By Alan S. Chartock | March 9, 2023


Who commits murder?

If you turn on the television or radio or pick up a newspaper, you will hear about someone who has committed a murder. Murder?! I mean, what kind of person deprives another of their life?

You can ask yourself that question but it is very hard to imagine killing another person, right? Nevertheless, it happens all the time. The news is filled with such stories. Let me ask you, what would it take for you to commit murder? I admit that I have been very angry at times. Nevertheless, I cannot think of a circumstance that would lead me to take the life of another person. Yet people murder one another all the time, sometimes for the most bizarre reasons. Many of us spent days glued to our screens, watching the trial of a man who allegedly murdered his wife and his son. Who does that? All of us have, at one time or another been furious with relatives who have really annoyed us but we don’t kill them. We may yell or scream or protest, but we don’t murder them. During the aforementioned trial a prominent attorney named Alex Murdaugh was convicted of two counts of murder. Like I said, we can get angry but not angry enough to murder another human being.

This guy Murdaugh seemingly had it all, or at least a lot of what we consider to be “all.” Here we saw a hero college football player making so much money that you could hardly count that high. He was respected by many. You can read his words in the newspaper. “As I tell you again, I respect this court but I am innocent. I would never, under any circumstances hurt my wife, Maggie and I would never, under any circumstances hurt my son, Paul. No matter how unlikely it is that we might believe ourselves capable of committing murder, almost none of us would actually deprive someone of their life. Yet, with some regularity we see it happen.
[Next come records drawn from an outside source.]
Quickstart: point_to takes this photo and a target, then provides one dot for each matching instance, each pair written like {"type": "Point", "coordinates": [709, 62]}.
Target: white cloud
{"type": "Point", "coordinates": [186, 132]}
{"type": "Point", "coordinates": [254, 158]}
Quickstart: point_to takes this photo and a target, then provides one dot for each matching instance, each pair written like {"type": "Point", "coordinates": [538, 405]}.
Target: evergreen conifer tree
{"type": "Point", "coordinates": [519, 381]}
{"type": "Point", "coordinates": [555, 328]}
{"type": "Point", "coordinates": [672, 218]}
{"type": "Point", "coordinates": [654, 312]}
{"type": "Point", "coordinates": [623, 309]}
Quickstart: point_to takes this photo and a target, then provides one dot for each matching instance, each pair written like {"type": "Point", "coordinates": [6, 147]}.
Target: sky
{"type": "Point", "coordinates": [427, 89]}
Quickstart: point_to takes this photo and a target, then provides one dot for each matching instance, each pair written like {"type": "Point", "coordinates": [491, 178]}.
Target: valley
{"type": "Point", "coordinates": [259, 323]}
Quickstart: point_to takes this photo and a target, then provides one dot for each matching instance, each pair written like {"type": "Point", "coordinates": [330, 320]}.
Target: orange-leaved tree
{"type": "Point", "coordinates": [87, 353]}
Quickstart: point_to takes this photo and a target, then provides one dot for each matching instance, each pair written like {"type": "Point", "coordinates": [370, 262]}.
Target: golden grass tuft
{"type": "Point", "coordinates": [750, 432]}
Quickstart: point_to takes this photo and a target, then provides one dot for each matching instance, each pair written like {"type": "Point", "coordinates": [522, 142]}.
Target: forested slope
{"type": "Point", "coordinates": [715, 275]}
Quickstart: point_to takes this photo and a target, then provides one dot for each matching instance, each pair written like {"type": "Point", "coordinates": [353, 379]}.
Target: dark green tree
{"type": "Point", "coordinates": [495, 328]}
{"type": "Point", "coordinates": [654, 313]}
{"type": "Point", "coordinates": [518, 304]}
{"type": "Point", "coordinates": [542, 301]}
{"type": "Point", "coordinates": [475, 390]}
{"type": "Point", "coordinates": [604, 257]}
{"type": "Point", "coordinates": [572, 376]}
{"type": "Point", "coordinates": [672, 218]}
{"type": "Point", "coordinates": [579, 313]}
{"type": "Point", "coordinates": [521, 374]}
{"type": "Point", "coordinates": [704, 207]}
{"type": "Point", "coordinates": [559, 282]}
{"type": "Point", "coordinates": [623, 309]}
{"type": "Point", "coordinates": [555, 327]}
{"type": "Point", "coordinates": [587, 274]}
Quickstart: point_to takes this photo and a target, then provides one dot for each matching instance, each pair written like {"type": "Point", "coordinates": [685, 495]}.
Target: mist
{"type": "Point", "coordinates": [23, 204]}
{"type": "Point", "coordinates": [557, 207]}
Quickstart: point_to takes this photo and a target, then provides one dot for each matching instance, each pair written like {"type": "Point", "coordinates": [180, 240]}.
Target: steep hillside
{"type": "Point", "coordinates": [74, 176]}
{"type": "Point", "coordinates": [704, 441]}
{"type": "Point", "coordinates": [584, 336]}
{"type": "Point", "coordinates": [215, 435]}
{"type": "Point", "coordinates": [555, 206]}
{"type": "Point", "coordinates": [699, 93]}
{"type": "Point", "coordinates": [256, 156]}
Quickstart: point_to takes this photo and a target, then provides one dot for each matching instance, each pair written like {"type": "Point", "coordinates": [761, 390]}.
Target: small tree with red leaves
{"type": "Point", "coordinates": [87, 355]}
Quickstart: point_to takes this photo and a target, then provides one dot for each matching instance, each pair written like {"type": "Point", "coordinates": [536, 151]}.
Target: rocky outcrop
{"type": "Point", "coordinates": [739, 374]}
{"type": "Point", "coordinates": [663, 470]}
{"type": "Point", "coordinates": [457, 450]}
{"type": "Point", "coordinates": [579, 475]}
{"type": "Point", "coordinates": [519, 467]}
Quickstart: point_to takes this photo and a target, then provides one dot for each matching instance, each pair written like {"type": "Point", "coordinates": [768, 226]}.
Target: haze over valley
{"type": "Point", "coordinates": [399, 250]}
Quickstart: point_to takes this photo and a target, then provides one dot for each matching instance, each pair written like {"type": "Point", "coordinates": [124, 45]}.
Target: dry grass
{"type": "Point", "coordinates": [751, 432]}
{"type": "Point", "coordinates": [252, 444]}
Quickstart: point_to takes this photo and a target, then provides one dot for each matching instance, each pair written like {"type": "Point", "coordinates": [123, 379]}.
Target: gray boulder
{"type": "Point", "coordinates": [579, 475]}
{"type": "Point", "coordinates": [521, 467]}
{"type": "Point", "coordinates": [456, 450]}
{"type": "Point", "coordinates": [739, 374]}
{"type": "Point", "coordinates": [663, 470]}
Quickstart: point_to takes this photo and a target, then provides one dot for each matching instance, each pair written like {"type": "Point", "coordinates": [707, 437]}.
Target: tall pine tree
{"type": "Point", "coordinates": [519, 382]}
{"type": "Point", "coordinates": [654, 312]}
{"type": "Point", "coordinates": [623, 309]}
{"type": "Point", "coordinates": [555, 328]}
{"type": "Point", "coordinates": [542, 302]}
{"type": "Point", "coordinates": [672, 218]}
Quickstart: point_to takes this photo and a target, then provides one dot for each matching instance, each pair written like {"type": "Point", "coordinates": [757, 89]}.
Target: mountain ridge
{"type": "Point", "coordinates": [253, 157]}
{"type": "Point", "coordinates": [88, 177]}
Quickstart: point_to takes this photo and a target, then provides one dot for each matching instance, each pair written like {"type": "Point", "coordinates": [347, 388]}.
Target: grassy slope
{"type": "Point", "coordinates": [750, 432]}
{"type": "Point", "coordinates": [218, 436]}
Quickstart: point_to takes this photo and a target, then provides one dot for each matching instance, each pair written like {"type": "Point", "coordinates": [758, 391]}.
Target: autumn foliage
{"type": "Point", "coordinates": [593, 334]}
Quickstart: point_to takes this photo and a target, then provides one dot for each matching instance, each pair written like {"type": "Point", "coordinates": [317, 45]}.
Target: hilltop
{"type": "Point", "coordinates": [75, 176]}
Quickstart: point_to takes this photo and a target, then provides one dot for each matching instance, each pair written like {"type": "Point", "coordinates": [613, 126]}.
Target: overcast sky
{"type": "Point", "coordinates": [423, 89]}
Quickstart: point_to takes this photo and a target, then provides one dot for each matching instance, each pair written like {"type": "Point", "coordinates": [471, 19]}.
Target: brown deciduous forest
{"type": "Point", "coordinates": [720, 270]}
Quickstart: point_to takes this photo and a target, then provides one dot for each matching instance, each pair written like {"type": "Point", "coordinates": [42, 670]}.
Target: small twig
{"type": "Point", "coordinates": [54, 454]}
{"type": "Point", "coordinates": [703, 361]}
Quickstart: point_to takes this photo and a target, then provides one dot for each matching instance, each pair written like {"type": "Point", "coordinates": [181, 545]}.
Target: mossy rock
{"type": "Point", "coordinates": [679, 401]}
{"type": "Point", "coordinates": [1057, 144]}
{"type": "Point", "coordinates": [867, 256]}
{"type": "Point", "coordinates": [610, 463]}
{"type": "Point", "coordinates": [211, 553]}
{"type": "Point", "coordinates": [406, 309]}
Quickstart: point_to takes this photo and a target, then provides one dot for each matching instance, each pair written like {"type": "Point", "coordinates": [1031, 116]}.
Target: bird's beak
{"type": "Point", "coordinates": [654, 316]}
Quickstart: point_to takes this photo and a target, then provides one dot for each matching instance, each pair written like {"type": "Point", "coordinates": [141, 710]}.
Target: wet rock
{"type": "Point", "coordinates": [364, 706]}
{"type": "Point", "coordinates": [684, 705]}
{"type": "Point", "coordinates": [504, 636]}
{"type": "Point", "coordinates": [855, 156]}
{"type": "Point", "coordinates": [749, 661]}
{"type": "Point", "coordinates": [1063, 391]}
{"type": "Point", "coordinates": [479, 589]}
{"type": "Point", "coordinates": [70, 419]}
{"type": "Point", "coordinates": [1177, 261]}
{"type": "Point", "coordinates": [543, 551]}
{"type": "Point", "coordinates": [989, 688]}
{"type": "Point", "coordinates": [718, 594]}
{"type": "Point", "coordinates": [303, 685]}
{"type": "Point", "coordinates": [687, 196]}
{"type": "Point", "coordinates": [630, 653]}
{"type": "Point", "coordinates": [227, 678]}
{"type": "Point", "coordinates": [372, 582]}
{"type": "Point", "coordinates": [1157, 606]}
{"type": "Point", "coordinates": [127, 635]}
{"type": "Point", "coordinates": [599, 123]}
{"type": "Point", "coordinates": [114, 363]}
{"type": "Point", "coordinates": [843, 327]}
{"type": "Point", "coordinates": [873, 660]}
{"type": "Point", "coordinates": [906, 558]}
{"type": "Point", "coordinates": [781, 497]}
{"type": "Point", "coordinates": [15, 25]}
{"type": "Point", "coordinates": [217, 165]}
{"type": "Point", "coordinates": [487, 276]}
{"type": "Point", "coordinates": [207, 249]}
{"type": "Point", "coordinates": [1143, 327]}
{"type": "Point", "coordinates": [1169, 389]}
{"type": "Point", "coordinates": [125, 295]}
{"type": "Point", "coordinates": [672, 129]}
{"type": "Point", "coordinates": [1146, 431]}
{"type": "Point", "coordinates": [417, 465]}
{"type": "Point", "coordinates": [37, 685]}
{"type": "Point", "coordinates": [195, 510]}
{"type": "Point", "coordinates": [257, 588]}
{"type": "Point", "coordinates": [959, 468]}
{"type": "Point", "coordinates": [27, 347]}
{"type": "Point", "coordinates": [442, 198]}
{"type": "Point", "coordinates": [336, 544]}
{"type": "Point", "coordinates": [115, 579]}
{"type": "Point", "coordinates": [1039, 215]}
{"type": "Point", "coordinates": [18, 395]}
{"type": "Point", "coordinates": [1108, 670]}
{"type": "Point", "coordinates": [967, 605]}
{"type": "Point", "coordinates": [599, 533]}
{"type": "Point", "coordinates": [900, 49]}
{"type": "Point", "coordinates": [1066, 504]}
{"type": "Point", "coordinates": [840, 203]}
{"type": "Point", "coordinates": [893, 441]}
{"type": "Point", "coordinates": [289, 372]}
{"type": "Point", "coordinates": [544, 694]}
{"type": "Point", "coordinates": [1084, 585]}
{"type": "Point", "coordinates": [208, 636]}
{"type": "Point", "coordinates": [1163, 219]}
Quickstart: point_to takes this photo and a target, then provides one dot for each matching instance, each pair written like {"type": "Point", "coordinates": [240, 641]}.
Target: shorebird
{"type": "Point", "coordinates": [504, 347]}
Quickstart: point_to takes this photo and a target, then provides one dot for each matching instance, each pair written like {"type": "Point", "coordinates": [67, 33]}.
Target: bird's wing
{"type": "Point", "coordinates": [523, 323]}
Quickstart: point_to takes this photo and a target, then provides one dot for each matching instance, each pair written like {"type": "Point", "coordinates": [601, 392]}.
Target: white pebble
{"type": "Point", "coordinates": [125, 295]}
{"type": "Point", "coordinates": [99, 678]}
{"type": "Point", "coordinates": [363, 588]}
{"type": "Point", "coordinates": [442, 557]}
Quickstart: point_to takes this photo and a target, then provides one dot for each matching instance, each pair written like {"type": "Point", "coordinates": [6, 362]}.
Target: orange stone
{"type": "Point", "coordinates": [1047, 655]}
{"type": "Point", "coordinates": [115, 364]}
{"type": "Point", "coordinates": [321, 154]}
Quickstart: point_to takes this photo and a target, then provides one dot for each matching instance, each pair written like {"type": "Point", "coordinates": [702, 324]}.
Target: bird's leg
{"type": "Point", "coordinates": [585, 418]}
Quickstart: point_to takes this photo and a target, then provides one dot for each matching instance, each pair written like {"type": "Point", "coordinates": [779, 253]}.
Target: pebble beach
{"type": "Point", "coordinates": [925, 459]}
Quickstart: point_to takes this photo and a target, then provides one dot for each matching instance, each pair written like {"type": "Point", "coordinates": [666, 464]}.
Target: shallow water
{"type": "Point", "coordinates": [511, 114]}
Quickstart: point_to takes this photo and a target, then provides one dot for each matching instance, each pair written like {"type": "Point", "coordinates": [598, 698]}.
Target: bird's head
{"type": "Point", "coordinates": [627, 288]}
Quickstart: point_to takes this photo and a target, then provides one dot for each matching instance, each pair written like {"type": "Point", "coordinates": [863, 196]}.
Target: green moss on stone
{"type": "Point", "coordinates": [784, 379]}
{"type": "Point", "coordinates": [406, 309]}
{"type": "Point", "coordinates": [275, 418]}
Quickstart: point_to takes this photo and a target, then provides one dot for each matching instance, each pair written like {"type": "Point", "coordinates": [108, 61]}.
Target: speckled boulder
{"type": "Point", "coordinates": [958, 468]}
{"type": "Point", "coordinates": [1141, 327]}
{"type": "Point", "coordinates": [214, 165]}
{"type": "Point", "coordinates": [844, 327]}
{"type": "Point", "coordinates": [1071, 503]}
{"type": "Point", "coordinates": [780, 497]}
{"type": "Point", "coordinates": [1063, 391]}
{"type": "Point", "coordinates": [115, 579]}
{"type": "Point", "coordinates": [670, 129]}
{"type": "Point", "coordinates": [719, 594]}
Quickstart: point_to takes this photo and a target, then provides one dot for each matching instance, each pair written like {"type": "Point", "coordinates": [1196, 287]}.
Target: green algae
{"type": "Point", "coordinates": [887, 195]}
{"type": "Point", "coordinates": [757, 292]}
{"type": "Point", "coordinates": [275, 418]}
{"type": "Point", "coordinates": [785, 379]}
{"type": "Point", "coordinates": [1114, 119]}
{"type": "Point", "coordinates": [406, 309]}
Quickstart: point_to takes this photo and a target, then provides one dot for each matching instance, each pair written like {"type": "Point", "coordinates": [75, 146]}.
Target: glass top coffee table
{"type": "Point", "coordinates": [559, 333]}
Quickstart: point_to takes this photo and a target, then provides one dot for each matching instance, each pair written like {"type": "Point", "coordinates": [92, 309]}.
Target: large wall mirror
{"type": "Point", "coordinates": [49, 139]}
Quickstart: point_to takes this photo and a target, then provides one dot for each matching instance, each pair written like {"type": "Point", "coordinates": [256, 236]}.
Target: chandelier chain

Murdaugh comes from a long line of prosecutors who have been responsible for getting a lot of bad people off the street. Can you imagine what it would feel like, being someone ostensibly on the right side of the law and knowing that you killed someone? This, after you and members of your distinguished family assured that murderers were imprisoned and sometimes put to death. Murdaugh has insisted on his innocence and some of us following the story can’t help but put ourselves in his place. We have seen too many movies and read too many accounts of innocent people being falsely convicted so that when we see denials by Murdaugh and others who are protesting their innocence, there is sometimes a sense that they may in fact be telling the truth. Hey, I am in the camp of those who believe that he did it, that he murdered his family. I have been told that by the newspapers I read every morning and I tend to go along with the journalists just as you do, but with some regularity it turns out that justice has been perverted. So just think about the possibility if it turning out that Murdaugh didn’t do it and that many years from now, we read in this newspaper that he was in fact innocent.

Organizations like the Innocence Project have shown us that there have been many, many people wrongfully convicted of horrific crimes. Some of the innocent ones have been exonerated. Those are the “lucky” ones. Others have been put to death. This is not simple stuff. We can only hope that the now convicted Murdaugh actually did commit these crimes. If that turns out to not be true, it would truly be a travesty.